Angela Valenzuela (based at UT) founded the "Educational Equity, Politics & Policy in Texas" blogsite. It is self-described as "This blog on Texas education contains posts on accountability, testing, dropouts, bilingual education, immigration, school finance, race, class, and gender issues with additional focus at the national level. This blog reflects the work and contributions of both University of Texas Professor Angela Valenzuela and UT Education, Policy and Planning graduate student, Patricia Lopez." Some recent posts include
Read more at http://texasedequity.blogspot.com/
Will's Other Texana Blogs
KENS Channel 5 television has a history blog of San Antonio - SA History. Chris Marrou is the reporter. Marrou files stories weekly at about 300 words in length with two or more graphics each. The images are from diverse repositories and services. The stories are often spurred by a story of modern times with a historical connection, eg.,.
http://www.beloblog.com/KENS5/sahistory/2009/03/comparing-today-to-the-depress.html but some are just good to re-live, like when Elvis came to town http://www.beloblog.com/KENS5/sahistory/2009/04/the-day-the-music-began.html
Thanks, Chris and Belo. More newspapers should capitalize on their information resources this way. http://www.beloblog.com/KENS5/sahistory/
San Antonio Public Library's Texas / Genealogy departmental Texana staff started a blog last February called "San Antonio Remembers." It combines at least 5 identifiable components: selected typical images (photos, posters, etc.), newspaper clippings, a "this day in San Antonio history," occasional interpretative essaylets of the material, and occasional gestures to San Antonio snippets on other webpages. It's a good combination. A particular bright point is their ability to insert photo slide shows as well as single photographs. The website is more dynamic and useful. I do suggest that they adopt a logo for easy visual remembrance. Maybe they'll be able to provide short lists of new SA books (librarians are like that). Congratulations!

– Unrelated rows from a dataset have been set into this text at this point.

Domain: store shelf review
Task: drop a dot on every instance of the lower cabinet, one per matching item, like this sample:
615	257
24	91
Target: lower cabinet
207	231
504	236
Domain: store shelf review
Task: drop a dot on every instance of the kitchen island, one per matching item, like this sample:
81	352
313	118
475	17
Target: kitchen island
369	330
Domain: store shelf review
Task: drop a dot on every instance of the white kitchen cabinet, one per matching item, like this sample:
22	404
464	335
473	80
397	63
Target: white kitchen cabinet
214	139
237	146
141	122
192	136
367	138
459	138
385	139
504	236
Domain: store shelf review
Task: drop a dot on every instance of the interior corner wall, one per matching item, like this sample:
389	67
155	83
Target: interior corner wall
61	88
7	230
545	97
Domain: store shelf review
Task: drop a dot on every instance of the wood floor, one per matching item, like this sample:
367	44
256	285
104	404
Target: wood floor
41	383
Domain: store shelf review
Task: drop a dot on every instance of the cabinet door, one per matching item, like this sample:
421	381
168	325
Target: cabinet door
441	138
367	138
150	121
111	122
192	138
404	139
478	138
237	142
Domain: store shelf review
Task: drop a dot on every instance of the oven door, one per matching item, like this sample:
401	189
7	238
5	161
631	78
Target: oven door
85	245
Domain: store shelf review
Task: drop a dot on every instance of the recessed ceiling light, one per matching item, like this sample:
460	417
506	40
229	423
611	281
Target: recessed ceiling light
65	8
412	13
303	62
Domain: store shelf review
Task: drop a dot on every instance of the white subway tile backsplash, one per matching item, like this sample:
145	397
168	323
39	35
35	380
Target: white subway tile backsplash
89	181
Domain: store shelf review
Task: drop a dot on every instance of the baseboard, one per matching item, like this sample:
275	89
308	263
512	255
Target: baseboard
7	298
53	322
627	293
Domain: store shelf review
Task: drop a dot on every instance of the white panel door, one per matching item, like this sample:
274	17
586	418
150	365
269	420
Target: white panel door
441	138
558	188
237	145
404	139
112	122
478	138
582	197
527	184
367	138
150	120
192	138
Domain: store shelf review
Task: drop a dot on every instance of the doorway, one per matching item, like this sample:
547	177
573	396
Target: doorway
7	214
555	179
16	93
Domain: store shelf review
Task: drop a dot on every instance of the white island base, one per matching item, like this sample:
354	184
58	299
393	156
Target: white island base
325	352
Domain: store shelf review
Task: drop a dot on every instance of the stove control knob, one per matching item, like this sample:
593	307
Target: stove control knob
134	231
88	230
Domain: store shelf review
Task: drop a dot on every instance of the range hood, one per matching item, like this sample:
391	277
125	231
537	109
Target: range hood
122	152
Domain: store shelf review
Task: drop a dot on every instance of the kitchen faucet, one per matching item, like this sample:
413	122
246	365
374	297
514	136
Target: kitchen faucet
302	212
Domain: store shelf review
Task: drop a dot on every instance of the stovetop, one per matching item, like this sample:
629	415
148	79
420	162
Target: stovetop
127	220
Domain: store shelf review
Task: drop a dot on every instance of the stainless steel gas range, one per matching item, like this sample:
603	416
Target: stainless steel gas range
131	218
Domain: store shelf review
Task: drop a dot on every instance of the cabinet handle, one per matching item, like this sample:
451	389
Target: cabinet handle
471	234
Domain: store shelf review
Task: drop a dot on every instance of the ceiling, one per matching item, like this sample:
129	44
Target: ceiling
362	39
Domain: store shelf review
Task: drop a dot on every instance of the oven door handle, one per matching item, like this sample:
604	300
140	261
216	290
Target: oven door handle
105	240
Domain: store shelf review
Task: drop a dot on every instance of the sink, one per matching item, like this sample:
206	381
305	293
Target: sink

This continuing sharing of SAPL's material is admirable. Instead of hiding behind procedures, policies, prices, and protocols, they've found an easy way of promoting the institution and increasing the public's awareness of this public commodity, enabling users to use the material in this fashion, to solicit public infomation about the collection, and demonstrate SAPL's genuine desire and ability to serve the public while maintaining the material's physical integrity. They also do a good job of tagging the entries.
Other Texana collections are advised to see SAPL's work for possible emulation.
Stephen F. Austin State University's successful TIDES program to assist teachers and students now has its own blog at http://tidessfasu.blogspot.com/ in addition to its regular site http://tides.sfasu.edu/
TIDES: Teaching, Images, & Digital Experiences
Its self-description : "Providing a free database of primary source documents, lesson plans for educators, and virtual expeditions while building community partnerships and preserving the history and culture of East Texas and beyond."